If Naderites don't like the ballot access laws, they're free to lobby to change them. Raise money, pressure legislators, hold rallies, write letters to the editor, form alliances, support candidates, run ads - you know, like how everyone else with an issue they want addressed goes about doing things in a democracy.

Apparently the Naderite definition of "democracy" is that they don't have to follow the same laws and rules as all the other parties, and that it is absolutely unconscienable to expect them to do so. Perhaps the next step in Naderite "democracy" will be to dress in brown shirts and march through town squares. They've already got the whole cult-of-personality thing down cold.
Posted on entry The Beginning Place. ::: August 18, 2004, 02:39 AM:
Nader could have built an organization, lobbied for ballot access, raised funds, gathered signatures, formed a party, and done all the other things that lets the American Independents and Greens and Libertarians and Natural Lawites and Constitutionalists and Peace and Freedom parties get on the ballot, but he decided to throw his hat into the ring at the last minute and expected that the doors would miraculously fly open in all 50 states to him. Everyone else has to follow ballot access laws; why should St. Ralph be cut a break? If having to organize 50 different ballot access campaigns on short notice is so onerous, he should have started his campaign months (years?) earlier. Well, he would have if he wanted to be a serious candidate for office, and not some self-absorbed grudgeholding spoiler gadfly.

It is rather rich the way Naderites stand around with shocked expressions on their faces when Democrats don't run to their aid. The fact that they're RUNNING THEIR OWN PRESIDENTIAL CANDIDATE and COMPETING FOR THE SAME VOTERS as the Democratic party never seems to dawn on them. Why are those corrupt corporate sellout phony Democrats being such meanies? It is to wonder.

Why should the Democrats go out of their way to help Nader gain ballot access? They're trying to win an election. Nader certainly isn't in this to do the Democrats any favors - he's made his opinion of the Democratic party and its nominee very clear.
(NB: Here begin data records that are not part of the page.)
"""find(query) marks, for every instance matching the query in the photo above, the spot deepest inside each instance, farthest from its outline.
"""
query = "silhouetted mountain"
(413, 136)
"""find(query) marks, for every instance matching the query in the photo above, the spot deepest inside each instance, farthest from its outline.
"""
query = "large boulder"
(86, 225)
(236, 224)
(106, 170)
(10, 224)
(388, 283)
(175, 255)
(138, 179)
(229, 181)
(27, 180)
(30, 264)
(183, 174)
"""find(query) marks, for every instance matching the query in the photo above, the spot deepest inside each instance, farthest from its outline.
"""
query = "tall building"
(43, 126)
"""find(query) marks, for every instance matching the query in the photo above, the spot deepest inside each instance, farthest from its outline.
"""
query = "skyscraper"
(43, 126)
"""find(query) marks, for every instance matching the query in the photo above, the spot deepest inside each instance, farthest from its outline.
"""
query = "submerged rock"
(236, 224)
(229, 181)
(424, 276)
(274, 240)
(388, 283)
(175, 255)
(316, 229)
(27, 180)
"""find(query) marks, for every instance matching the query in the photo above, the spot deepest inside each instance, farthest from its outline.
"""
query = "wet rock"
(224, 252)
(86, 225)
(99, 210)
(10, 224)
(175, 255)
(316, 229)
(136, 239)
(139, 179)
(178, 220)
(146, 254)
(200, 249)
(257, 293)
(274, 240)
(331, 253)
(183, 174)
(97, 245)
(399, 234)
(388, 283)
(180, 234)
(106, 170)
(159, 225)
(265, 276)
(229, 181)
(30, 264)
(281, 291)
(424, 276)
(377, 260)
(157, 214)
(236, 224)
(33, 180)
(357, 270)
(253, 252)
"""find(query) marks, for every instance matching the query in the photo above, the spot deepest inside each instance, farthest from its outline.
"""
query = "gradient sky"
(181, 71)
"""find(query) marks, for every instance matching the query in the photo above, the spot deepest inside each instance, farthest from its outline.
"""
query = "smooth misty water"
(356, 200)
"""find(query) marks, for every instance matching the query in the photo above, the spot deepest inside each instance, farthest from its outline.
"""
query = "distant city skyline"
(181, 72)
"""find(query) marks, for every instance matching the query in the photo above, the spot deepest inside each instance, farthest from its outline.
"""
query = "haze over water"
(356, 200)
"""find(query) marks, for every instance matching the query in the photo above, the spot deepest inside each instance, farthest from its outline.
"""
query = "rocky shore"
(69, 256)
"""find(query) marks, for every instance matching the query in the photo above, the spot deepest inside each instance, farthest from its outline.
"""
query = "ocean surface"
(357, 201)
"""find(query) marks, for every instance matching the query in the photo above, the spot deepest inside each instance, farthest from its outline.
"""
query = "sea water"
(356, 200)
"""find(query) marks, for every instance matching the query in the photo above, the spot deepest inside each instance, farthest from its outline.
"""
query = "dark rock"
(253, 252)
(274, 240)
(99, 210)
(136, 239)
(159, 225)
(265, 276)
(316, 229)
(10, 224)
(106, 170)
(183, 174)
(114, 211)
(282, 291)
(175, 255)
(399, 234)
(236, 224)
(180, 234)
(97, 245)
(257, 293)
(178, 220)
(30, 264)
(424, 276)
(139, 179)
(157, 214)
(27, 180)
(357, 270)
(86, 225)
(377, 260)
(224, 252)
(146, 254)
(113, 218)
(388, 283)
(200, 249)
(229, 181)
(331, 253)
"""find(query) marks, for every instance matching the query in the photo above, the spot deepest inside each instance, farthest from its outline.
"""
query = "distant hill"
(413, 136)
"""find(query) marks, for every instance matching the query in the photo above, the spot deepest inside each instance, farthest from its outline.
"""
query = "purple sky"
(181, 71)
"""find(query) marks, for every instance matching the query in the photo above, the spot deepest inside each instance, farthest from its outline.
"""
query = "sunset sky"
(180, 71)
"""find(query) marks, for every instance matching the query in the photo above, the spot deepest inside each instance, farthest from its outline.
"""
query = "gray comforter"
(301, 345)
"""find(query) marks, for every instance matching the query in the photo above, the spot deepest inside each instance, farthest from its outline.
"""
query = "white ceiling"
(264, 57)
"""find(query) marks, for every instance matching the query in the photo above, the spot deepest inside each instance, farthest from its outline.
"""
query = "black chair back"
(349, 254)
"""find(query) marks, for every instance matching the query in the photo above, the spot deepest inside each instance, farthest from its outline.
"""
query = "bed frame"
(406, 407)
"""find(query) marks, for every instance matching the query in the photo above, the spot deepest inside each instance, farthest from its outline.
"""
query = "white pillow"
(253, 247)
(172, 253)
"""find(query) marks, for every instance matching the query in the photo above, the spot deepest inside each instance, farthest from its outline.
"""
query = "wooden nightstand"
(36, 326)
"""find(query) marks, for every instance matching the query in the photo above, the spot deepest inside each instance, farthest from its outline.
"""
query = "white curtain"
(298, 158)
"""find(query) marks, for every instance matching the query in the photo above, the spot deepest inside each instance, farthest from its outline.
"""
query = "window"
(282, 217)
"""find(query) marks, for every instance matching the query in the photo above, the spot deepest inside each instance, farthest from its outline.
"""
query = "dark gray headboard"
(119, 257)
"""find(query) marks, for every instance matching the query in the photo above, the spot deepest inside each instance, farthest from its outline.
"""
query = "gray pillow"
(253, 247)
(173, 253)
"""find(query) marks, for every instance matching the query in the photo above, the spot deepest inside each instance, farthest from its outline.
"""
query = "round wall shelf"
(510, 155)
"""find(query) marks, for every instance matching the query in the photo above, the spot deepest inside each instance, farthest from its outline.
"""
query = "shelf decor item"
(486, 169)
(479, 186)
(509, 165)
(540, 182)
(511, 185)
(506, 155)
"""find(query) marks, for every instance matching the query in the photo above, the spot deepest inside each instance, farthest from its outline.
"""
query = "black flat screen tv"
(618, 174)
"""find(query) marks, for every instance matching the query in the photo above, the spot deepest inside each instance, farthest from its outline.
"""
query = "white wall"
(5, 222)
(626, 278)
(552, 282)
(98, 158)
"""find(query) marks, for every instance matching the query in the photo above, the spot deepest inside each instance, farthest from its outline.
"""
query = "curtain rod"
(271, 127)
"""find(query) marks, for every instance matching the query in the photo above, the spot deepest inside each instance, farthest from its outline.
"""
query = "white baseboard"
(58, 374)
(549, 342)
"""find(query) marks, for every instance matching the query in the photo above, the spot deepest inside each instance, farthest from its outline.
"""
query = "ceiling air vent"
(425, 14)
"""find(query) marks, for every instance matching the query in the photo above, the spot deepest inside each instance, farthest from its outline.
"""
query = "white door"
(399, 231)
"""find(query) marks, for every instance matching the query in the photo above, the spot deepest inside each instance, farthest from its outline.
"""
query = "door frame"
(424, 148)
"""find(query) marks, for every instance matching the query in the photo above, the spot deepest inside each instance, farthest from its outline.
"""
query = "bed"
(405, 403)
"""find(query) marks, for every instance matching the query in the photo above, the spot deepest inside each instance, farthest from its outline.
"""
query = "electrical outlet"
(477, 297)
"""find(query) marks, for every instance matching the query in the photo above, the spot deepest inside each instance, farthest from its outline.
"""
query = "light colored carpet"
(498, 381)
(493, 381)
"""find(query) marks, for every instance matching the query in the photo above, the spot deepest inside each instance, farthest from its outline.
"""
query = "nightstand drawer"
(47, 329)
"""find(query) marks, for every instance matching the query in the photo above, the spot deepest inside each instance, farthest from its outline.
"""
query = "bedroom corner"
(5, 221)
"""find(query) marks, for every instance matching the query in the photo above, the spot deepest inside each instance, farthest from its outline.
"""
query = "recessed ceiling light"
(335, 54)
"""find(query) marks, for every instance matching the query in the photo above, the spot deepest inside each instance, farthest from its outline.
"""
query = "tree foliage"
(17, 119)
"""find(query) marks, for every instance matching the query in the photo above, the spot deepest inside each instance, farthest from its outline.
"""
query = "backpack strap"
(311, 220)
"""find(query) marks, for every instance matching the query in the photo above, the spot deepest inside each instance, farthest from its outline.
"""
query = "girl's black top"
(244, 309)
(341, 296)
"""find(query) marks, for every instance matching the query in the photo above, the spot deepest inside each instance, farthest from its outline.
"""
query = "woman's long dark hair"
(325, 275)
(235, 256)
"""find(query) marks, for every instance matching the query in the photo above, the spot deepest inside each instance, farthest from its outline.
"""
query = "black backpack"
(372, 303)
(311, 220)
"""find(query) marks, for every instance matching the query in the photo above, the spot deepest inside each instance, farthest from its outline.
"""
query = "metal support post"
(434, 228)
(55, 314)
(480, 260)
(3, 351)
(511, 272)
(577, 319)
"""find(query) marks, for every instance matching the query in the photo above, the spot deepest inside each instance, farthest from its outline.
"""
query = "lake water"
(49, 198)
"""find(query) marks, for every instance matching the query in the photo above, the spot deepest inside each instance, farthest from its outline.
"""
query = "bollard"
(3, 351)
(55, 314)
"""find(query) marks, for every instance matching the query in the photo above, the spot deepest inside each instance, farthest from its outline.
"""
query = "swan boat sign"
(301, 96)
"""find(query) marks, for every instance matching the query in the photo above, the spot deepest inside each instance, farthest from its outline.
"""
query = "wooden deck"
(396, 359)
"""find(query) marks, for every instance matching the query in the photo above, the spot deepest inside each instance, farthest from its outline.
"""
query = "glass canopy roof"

Why should the Democrats lift one finger to empower someone who is their sworn enemy?

I must say that I am impressed by your principles. Your vote is going to be determined by the state of the polls on the day of the election, the mutterings of the "perverse imp" in your soul, and whether or not some anonymous dude on a message board hurts your feelings. Those are some principles! You're a regular rock of Gibraltar, aren't you?

(And you "had resigned yourself" to voting for Kerry. Poor Will! Forced to choose between unpalatable alternative. You're just too good for this flawed, petty, small-minded world of ours, aren't you?)
Posted on entry The Beginning Place. ::: August 18, 2004, 01:37 AM:
Sounds like somebody needs a hug!

Will - you could always write Nader's name in. Or, maybe you could organize the fraction of the percentage of the state's population to collect the signatures that would put Nader on the ballot. If Nader represents anything more than a tiny, crankish sliver of the population, it should be easy to do so.

Or, I suppose, you could sulk about the unfairness of it all on a public message board. Didn't all the great progressive triumphs of the modern age - ending slavery, defeating naziism, establishing labor unions, overturning apartheid, winning the fight for civil rights - come about through posting snotty little messages? Of course they did.

Hail, the brave progressive warrior!